インターフォンを押すと、開けゴマ、ゲートがカリフォルニアの午後の光を照り返して、しずしず開いた。クルマで入る。英国では、門から玄関までの距離が1マイルあれば「邸」と称するが、マイケルの家も、諸君よ、まぎれもない「邸」なのだ。(中略)

「ジャパニーズ・ボーイ。ラッキーだぜ。今日はみんな来てる」と、こいつとは絶対にケンカしたくない巨体の黒人ガードマンが、祝福してくれた。

ジャクソン5時代の1972年に建てた英国チューダー王朝風の豪邸に、マイケルは両親と姉のラ・トーヤ、妹のジャネットの5人で住んでいた。記者が車から降りて先に進むと、ペットとして飼っているある動物に遭遇した。

「ギエーッ」と、ボクは叫んだ。巨大なライオンが昼寝していたのだ。傍にいた2人の調教師が笑って指さした。ライオンの首は100トンの船の碇のような太いチェーンで繋がれていた。スーパースターのペットはライオンである。

 

自宅に併設されたスタジオでジャッキーと合流してリビングに案内されると、壁にはファンから貰ったマイケルとラ・トーヤを描いた縦横2メートルはある油絵が飾られていた。
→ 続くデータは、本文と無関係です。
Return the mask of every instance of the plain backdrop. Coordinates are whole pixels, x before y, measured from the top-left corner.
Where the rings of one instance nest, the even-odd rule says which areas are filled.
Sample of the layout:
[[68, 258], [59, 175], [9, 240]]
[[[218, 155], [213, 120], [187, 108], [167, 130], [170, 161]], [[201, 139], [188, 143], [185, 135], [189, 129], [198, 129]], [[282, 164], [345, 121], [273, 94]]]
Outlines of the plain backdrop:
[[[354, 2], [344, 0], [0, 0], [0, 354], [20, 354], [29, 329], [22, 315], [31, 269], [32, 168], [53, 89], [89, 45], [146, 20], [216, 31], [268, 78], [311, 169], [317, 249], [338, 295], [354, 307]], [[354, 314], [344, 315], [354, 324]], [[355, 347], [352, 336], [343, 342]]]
その絵を眺めながら雑談していると、向こうのドアからスラッとした小柄の男が現れた。

赤のカーディガン、黒のパンツ。小さな声をあげた。それが、地球上最高のスーパースター、全世界のギャルの憧れの的、マイケル・ジャクソンだった。

ジャッキーが言葉を続ける。

「マイケル、日本から、わざわざインタビューに来てくれたんだよ。キミィ、いつまで『スリラー』みたいな顔してるの?」

僕の顔面は硬直していたらしいのだ。ゾンビみたいに見えたらしい。(中略)。「ハーイ」と手を振った。マイケルも人なつこいあの瞳で「ハーイ」と答える。とてもシャイ。とても控えめ。美貌にすぎるが、この「礼儀正しい普通の青年」が、ステージに立つと、どこからどうして、マジカルなパワーを噴出させるのだろうか。

「あとで……」と、マイケルが兄のジャッキーに小声でいう。そして去った。兄に何か用事があったのではないか。いますましてくれていいのにというと、ジャッキーが答えた。

「マイケルは、そういうやつなんだよ」

広大な庭では、ジェーン・フォンダやセルジオ・メンデスなどのゲストを招いてパーティが開かれていた。記者もその輪に加わった。

マイケルは、枝を広げて日陰をつくっている木の下で、ジェーン・フォンダと会話してる。(中略)。ふたりを見て、ジャネット。

「マイケルは経験豊富な方が好きなんですって、才能を持った人、熱心で勇気を持っている人、その分野でリーダーになった人々ね。そんな方と話したり学んだりすると、マイケルの言葉では”魔法にかかったみたい”なんですって」

取材を終えた記者は帰りのゲートで、あの巨体なガードマンからの問いかけに次のように答えて記事は結ばれた。

「どうだった?」

「男の夢の城だったよ」

ガードマンは、白い歯を見せて笑った。そうだろう、と。
1984年11月20日号

*本記事の引用文は掲載当時のままで使用しております。